Creating a dictionary from log file records

Fri Feb 16 13:11:18 EST 2001

In article <mailman.982341324.16674.python-list at python.org>,
	"Sean 'Shaleh' Perry" <shaleh at valinux.com> wrote:
>
> On 16-Feb-2001 Roy.Culley at switzerland.org wrote:
>> I'm new to python and am trying to convert a perl script which analyses
>> firewall logs to python as a learning exercise.
>> 
>> The log files contain lines of multiple key / value pairs such as:
>> 
>>     interface qfe0 proto tcp src 1.1.1.1 dst 2.2.2.2 service smtp \
>>         s_port 44008 len 44 rule 7
>> 
>> Not all records are the same and the key / value pairs are not at
>> fixed positions. In perl, assuming the line is in $_, I can do:
>> 
>>     %Rec = split
>> 
>> Is there an equivalent simple way to do this with python?
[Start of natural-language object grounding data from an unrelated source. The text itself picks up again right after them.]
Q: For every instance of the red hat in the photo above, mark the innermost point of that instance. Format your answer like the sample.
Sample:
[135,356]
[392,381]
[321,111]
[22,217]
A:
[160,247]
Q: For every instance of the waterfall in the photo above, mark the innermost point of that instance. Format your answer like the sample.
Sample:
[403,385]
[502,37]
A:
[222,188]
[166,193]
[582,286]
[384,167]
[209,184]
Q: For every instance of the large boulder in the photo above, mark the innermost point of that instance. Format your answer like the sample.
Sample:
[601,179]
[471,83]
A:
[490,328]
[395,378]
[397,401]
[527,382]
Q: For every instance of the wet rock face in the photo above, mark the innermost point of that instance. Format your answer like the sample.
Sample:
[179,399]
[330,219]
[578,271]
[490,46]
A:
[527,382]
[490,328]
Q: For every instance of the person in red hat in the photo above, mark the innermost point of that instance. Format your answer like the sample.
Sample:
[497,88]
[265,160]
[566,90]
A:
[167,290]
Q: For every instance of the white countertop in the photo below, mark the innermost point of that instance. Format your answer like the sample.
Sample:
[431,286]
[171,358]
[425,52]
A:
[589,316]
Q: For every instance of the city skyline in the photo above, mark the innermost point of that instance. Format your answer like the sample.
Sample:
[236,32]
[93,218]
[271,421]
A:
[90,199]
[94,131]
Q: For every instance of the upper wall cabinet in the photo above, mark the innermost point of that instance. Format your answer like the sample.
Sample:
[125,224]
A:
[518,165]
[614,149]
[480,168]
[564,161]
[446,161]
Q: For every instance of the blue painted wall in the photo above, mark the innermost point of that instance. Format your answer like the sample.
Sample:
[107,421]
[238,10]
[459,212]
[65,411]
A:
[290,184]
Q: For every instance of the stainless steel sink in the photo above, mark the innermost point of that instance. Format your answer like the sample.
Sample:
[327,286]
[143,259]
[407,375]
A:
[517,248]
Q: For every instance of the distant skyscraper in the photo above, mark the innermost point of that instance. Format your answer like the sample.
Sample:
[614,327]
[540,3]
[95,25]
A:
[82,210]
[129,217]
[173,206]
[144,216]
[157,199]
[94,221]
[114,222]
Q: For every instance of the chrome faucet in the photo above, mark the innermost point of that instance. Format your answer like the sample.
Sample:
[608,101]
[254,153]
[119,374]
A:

I've done
>> it by converting the data into a list and using a while loop to set
>> the dictionary entries. However, the log files have about 4 million
>> entries per day so I need something that is fast.
>> 
> 
> so for every line in the file, you create a temporary perl hash.  What do you
> do with the hash?  generating a new hash for every line can not be but so fast.

On a Sun E250 with a single 300MHz processor the perl script can
process a days log of 3.5 - 4 MB in a little over half an hour. From
the hash I make lots of other hashes which I then use to produce a log
report with many different types of summary data. For example,
services by IP source address, destination address (both accepted and
dropped connections), connections by src addr + dst addr + service,
etc. These are all in hashes. Many different combinations. This
enables us to see quickly scans (both IP addr and port), what services
are used most (helps order firewall rules), etc. It is quite a simple
perl script and most of the time is spent sorting the hashes and
producing the report. The initial data extraction into the hashes is
very fast.